Developing Effective Communication in Health and Social Care


Within all settings of health care, social care and early years, effective communication is essential in order to establish and maintain a sound working relationship that means both the worker and the person being looked after can gain what they need from the experience in a quick, satisfied manner. On a day to day basis, communication (in particular oral communication) may seem to some a simple task that doesn’t require a high level of attention however, due to the vast range of types of communication as well as the huge variety of people using them, communication is a very important, very central aspect of health and social care.   The purposes of communication vary largely but in three simple ideas, the purposes are to:
  * Give information; For example – providing details at a GP Surgery/ Health Clinic to tell a service user what services are available and at what times.
  * Obtain information; For example – enrolling a child in day care, at a playgroup or at a childminder’s to make sure that the parents’ of main carer’s name, address and contacts details are accurate and up to date.
  * Exchange ideas; For example – the exchange of ideas and opinions with people whom we form ongoing relationships with.
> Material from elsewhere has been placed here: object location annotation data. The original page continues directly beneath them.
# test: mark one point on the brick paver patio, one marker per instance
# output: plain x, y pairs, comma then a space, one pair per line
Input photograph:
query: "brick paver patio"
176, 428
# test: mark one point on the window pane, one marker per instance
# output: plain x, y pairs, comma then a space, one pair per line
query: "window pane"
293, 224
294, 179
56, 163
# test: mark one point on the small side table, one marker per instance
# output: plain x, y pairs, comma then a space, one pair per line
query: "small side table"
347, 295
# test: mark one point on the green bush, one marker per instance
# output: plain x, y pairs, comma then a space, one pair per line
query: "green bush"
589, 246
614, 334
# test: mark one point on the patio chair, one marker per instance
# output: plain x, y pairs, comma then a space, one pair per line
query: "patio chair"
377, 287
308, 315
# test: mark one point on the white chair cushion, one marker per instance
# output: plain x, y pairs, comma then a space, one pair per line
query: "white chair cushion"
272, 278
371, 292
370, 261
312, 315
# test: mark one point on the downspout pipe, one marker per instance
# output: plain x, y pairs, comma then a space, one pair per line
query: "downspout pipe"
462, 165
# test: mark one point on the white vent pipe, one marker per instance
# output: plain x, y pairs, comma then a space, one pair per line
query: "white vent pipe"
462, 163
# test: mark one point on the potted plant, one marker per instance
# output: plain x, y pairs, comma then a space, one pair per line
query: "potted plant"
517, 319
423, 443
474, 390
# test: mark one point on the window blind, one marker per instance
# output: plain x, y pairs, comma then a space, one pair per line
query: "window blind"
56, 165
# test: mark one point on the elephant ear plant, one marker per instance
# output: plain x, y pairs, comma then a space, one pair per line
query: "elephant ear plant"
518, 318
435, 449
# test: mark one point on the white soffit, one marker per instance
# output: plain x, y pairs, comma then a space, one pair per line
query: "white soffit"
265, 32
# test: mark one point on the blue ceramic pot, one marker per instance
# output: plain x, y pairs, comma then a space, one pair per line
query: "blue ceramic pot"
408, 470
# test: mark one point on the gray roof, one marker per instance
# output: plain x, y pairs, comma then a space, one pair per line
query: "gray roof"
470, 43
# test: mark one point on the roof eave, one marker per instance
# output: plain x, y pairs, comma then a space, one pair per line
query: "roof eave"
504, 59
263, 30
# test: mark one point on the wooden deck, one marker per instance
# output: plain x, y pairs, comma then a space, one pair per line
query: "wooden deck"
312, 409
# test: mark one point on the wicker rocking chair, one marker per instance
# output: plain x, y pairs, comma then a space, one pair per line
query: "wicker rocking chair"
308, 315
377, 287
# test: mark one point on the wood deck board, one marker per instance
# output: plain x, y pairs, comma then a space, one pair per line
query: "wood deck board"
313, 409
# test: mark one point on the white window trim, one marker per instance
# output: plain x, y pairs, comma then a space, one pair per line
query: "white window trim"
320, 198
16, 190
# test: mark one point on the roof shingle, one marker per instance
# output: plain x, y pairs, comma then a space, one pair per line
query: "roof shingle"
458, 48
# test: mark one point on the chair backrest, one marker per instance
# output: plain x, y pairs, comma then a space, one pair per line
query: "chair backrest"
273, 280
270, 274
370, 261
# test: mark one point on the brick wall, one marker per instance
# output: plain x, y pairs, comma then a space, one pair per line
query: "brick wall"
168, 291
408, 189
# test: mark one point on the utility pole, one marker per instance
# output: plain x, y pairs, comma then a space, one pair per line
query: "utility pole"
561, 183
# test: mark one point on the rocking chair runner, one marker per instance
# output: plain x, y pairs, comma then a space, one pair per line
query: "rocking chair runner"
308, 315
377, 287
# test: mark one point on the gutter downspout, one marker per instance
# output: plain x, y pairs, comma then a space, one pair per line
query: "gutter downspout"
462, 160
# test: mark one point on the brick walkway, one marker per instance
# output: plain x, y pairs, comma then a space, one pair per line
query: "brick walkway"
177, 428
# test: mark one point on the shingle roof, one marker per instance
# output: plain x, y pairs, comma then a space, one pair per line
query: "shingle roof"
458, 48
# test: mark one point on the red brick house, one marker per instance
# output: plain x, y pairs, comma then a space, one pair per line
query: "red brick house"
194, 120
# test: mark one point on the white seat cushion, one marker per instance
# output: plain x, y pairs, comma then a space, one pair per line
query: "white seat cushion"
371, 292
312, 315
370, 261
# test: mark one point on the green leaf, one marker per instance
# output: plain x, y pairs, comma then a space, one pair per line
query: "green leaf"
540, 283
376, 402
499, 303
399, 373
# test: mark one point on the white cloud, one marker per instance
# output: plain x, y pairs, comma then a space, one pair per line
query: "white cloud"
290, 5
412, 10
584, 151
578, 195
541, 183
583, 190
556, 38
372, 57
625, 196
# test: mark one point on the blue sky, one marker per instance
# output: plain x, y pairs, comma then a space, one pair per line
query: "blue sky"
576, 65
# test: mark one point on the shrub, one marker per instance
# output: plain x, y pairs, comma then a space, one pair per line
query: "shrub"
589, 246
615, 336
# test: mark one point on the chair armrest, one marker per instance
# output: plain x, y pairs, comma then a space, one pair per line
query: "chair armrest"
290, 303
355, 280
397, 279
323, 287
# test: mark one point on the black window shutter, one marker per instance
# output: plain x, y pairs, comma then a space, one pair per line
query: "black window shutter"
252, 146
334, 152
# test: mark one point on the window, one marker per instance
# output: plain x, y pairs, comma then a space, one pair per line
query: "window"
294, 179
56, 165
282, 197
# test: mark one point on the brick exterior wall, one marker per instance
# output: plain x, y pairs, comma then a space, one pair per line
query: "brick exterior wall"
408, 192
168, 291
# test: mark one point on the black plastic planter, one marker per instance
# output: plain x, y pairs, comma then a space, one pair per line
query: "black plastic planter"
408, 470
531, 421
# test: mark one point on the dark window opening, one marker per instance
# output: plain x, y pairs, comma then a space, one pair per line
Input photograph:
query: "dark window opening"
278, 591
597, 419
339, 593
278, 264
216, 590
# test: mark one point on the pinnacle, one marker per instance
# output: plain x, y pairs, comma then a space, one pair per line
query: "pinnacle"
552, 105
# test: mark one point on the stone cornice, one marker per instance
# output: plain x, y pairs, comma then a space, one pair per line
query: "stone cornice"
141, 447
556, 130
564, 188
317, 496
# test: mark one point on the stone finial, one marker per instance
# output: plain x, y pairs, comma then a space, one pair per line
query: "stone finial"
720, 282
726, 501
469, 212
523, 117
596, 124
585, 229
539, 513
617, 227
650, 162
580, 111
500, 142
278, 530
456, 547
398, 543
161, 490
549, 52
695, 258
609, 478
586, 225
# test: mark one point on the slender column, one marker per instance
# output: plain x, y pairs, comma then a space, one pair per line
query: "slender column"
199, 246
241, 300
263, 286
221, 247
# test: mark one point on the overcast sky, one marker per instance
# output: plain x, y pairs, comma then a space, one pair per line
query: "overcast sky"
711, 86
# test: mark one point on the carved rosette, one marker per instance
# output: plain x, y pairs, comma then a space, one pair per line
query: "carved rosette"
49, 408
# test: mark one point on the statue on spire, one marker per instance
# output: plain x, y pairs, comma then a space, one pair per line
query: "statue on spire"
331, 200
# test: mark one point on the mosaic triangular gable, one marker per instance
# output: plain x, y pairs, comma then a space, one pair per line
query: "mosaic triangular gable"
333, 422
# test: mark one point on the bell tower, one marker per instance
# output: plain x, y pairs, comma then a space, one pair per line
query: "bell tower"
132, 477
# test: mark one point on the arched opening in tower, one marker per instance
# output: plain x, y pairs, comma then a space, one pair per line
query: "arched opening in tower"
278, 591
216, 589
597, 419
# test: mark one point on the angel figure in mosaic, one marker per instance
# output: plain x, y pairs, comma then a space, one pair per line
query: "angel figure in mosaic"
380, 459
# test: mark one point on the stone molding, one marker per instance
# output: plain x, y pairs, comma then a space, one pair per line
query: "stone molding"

Communication can be set in a large variety of contexts that could be one to one interactions or exchanges between many people, for example:   a one to one interaction could be between a hospital receptionist and a visitor which, although would maintain a certain level of formality, would still be friendly. A group interaction is more likely to be an informal exchange, for example: in a care home setting, the interactions between service users, perhaps during art or drama therapy, would consist of fairly informal methods of communication due to the nature of the sessions and the level of familiarity between service users. Other contexts may include communication between;...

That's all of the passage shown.